Saying How You Really Feel (with a qualifier)

verbalIn my current job, I have to give presentations on a fairly regular basis. As such, I usually do a practice run with my coworkers first, especially before delivering to clients. One of the major criticisms I used to receive was about the cadence and volume of my voice. They warned me to avoid vocal fry and uptalk especially, and said instead to speak with authority. Throughout my life, I’ve always had people comment on how I talk. From friends to people I waited tables for, my unique way of speaking is always drawing comment. I talk very slowly. I sound like I’m from California. My voice goes up and down  in pitch like a lullaby (really). So, I tend to pay attention to how I sound when it matters, and am sure to speak in an evenly measured pace and tone, because even though it’s difficult to remember to moderate your voice, I like to be taken seriously when I talk.

While there has been a movement against valley-girl speak on the internet for a while, recently there have been several articles written about a newly identified vocal trend among women. It’s about how frequently women start sentences with the phrase, “I feel like,” and (again) it’s a verbal tic I am guilty of using.  The articles suppose that women use it to moderate their opinions, making them softer, less aggressive, and hence more likely to be accepted by their (particularly male) conversation partners, and I think they are probably not far off. When I find myself using the statement, it’s typically for one of two reasons. First, when someone is forcing me to give an opinion that I would rather not share, so I’m not fully committing in case everyone totally disagrees (think when your professor calls on you in class and you haven’t been paying attention). Second, when I know that people aren’t going to love what I have to say, so I am making it a sentence they can empathize with as a feeling more than attacking them with my opinion.

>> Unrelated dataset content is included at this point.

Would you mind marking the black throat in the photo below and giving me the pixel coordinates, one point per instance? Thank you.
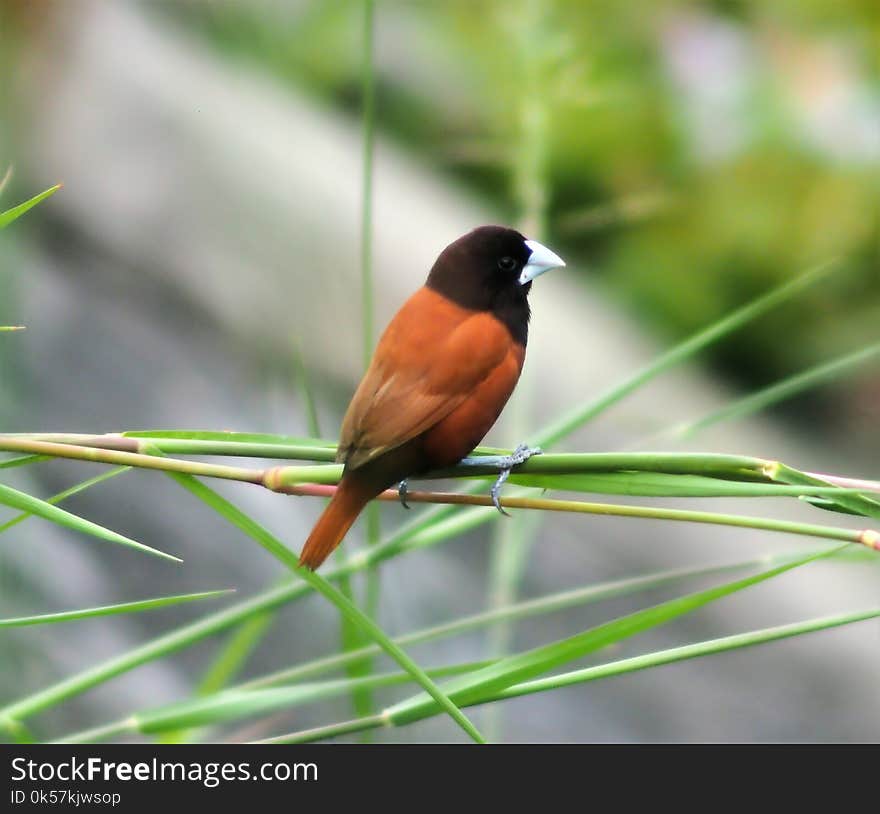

The phrase reminds me of the way people are often taught to discuss uncomfortable situations, or reason with unreasonable people, the “when you do X it makes me feel Y” communication technique, by making the sentence a feeling, people are less likely to outright reject what you are saying. Additionally, Lean In, and all it’s spin-off literature has called attention to the fact that overly assertive or aggressive women are seen as less likeable by both men and women. Starting a sentence in a less aggressive way may be a verbal way that women are trying to make their audience like them more, and get on their side, because people who like you are always going to be more receptive to what you’re trying to say.

Do you use this lead in? Why do you think women are using it more and more often than men?